FRANKFURT (Reuters) - German utility E.ON and industrial group Siemens said on Thursday they would build a pilot plant to capture carbon dioxide emissions from coal burning.
It is due to start operations in the summer, a joint statement said.
It will be built at E.ON's Staudinger power station near Hanau east of Frankfurt, and will be tested in a hard-coal fired unit, Staudinger's block 5.
"The two companies are thus pushing further ahead with the development of a process geared toward climate-compatible power generation," it said.
The move is in line with efforts around the globe to produce almost carbon-free power to help fight climate change caused mainly by the burning of fossil fuels.

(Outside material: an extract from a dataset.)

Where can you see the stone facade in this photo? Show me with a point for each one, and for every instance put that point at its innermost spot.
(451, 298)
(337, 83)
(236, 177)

It coincides with the Berlin government ending months of wrangling to agree on Thursday on a draft law on carbon storage to give CCS developers planning security.
The draft lays down the conditions for CO2 storage activities and could be passed in parliament before the next general election in September.
E.ON and SIEMENS (SIE.XE) pilot plant would have a capacity of one megawatt (MW) and the investment was worth less than 10 million euros ($12.60 million), a spokeswoman for Siemens said, without giving further details.
It will be run with part of the flue gas from Staudinger's unit 5 between mid-2009 and the end of 2010. Commercial-size plants would have to have at least 400 MW capacity and one such venture is planned by RWE for 2014.
The process called carbon capture and storage (CCS), which supporters hope will safeguard coal and gas use to produce power while sparing the environment, needs testing before it can be deployed in large plants for full commercial use.
The two partners said out of a number of different procedures for CCS, they had opted for a type of so-called post-combustion-capture, which Siemens has developed. It entails removing CO2 with amino acid salt as a cleaning agent before gases are discharged into the atmosphere.
Operators elsewhere, including Vattenfall, experiment with so-called pre-combustion and oxyfuel processes.
Once CO2 is removed, it is buried in porous rocks underground.
Like sector peers, E.ON plans on using industrial-scale CCS starting in 2020, when the European Union requires coal plants to use the process if they want to continue to generate power.
E.ON's generation unit, E.ON Kraftwerke, operates 50 blocks of a total capacity of 14,000 megawatts. Under long-term investment programs, it currently aims for 20 new plants with a capacity totaling 15,000 MW.